A Fourteenth-Century Ecology: Chaucer’s “The Former Age”

MS Douce 195

“The question of ecological morality is always approached as if it were a matter of authorizing or prohibiting an extension of the moral quality to new beings (animals, rivers, glaciers, or oceans), whereas exactly the opposite is the case. What we should find amazing are the strange operations whereby we have constantly restricted the list of beings to whose appeal we should have been able to respond.”

Émilie Hache and Bruno Latour, “Morality or Moralism: An Exercise in Sensitization.”

Five weeks ago, I had hoped to put Chaucer’s “The Former Age” in conversation with the Alexander and Dindimus tradition and with fourteenth-century reactions to the European encounter with the Canary Islanders. 6000 words (my utmost limit) is not enough, and I had to drop the Canary Islands. No worries! Soon I hope to have something to say here about The Canarien, a bizarre early fifteenth-century chronicle of an attempted conquest (briefly: it gilds a vulgar chain of squabbles, failures, and slaving with the glory of chivalry and faith: the effect is grotesque and grimly hilarious, like a drunk senior research analyst in a disheveled clown suit). Meanwhile, here’s a portion of the argument that, knock on wood (but gently, gently), will see print sometime next year.

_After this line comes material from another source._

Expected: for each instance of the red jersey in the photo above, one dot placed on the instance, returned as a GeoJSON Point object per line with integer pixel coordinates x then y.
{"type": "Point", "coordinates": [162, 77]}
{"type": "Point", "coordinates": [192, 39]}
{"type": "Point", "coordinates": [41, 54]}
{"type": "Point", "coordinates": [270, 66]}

If you don’t know “The Former Age,” it’s structurally and thematically based on Boethius’s The Consolation of Philosophy Book II, Meter 5 and a handful of other works. It describes a time when people were free of commerce, agriculture, or technology: they do not harvest grain, for example, but rather rub the kernels between their hands (l. 11). They’re vegetarian communists who refuse to harm anyone or anything: not each other, not animals, not the earth or the sea, not wounded by the plow (l. 9) or carved by the prow (l. 21).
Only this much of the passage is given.